Power consumption on Idle for these top tier phenom II X4 chips is amazing considering they're a couple generations behind intel, it's only 2 watts more than the core i5 2500!  Load power is a bit dissappointing, but you can undervolt these chips quite a bit from stock and save considerable amounts of wattage.

Like you said it's crazy to buy these chips now for brand new systems, but as an upgrade later on (which I plan to upgrade from my athlon II X2 250, eventually) these chips still have a lot of life left in them.


----------



## trt740 (Jun 15, 2011)

Pijoto said:


> Power consumption on Idle for these top tier phenom II X4 chips is amazing considering they're a couple generations behind intel, it's only 2 watts more than the core i5 2500!  Load power is a bit dissappointing, but you can undervolt these chips quite a bit from stock and save considerable amounts of wattage.
> 
> Like you said it's crazy to buy these chips now for brand new systems, but as an upgrade later on (which I plan to upgrade from my athlon II X2 250, eventually) these chips still have a lot of life left in them.
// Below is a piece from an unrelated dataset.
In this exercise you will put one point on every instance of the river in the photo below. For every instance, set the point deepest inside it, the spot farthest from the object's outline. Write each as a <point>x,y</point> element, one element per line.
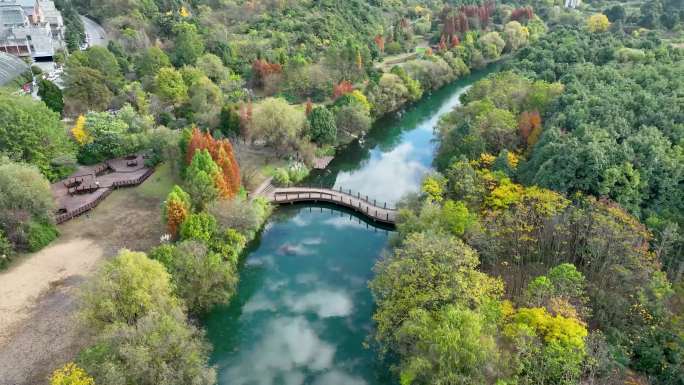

I agree as a upgrade for existing AMD sytems they make sense, but not as a new system build.


----------



## Chef_uk (Jul 30, 2011)

*Current System*
*Mobo*: M2N-SLI DELUXE (BIOS Flashed)
*CPU*: AMD Athlon 64 X2 3.2Ghz Dual Core
*Mem*: 2GB DDR2
*GPU*: NVIDIA GeForce 8800 GTX
*PSU*: Corsair HX620

Hi guys, first post here but have read the reviews over the years 

I'm thinking of buying one of these to upgrade my old BF2 rig so it can play BF3. I'm thinking of coupling it with either an MSI ATI Radeon HD 6870 OR Asus GeForce GTX 560. My Budget is £300 so think i'm limited with what i can upgrade to gain maximum performance for BF3 without the need of a smaller upgrade down the line. Any thoughts?


----------